This article by Cormac O'Keeffe appeared in the Irish Examiner on Thursday March 18th.
Internal prison figures suggest there have been 1,000 committals to the Dublin jail so far this year, compared with 800 in the same period last year and 600 in 2008.
A number of sources in the prison are predicting a "hot and heavy" summer, with rising prisoner numbers placing ever greater demands on the prison’s capacity, ratcheting up tensions between inmates and possibly also with staff.
The warnings follow another violent clash in the prison, last Saturday, in which four Limerick gangsters attempted to attack a Dublin criminal. A prison officer intervened and was cut in the process and has been on sick leave since. It’s the latest violent incident in the jail between rival gangs.
Sources said there was an average of 660 inmates in the prison last week. The number dropped over the weekend and stood at 636 on Tuesday. Last week’s figure did not include 248 inmates on temporary release.
"It will absolutely hit 700 by the end of the year. I’d say it will hit that by May," said one source. A second source agreed: "I don’t think anyone doubts the prison will reach 700 by the end of the year."
Last September, Justice Minister Dermot Ahern said Prison Service director general Brian Purcell intended to keep numbers at Mountjoy to under 600. He made the comments following a report on Mountjoy by Inspector of Prisons Judge Michael Reilly. He had called for numbers to be kept to 540 and expressed fears that the level of overcrowding in the prison "could lead to possible serious injury or loss of life".
Prison sources yesterday said figures showed a clear trend for the first ten weeks of this year, compared with the same period in the last two years.
"Mountjoy two years ago was taking in about 60 committals a week. Last year, that rose to 80 a week. This year it’s 100 a week," said one insider. "All these prisoners have to go through the system, they all have to be taken in and there’s more prisoners staying. Services and staff levels are going down, so you have all the attendant risks."
He said the prison was struggling to handle the constant threat posed by gang feuds and the steady rise in prisoners on protection.
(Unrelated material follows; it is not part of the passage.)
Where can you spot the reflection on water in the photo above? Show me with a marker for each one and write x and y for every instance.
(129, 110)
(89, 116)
There were now over 100 prisoners on protection, compared with around 80 two years ago.
A second source said: "The logistics of keeping prisoners separate and having separate visits and so on is a nightmare." With more staff required to handle increasing prison numbers and more protection prisoners, there are fewer to man the workshops, libraries and so on.
The service opened the separation unit on Tuesday on a phased basis, to house protection prisoners, with a capacity of 55-60.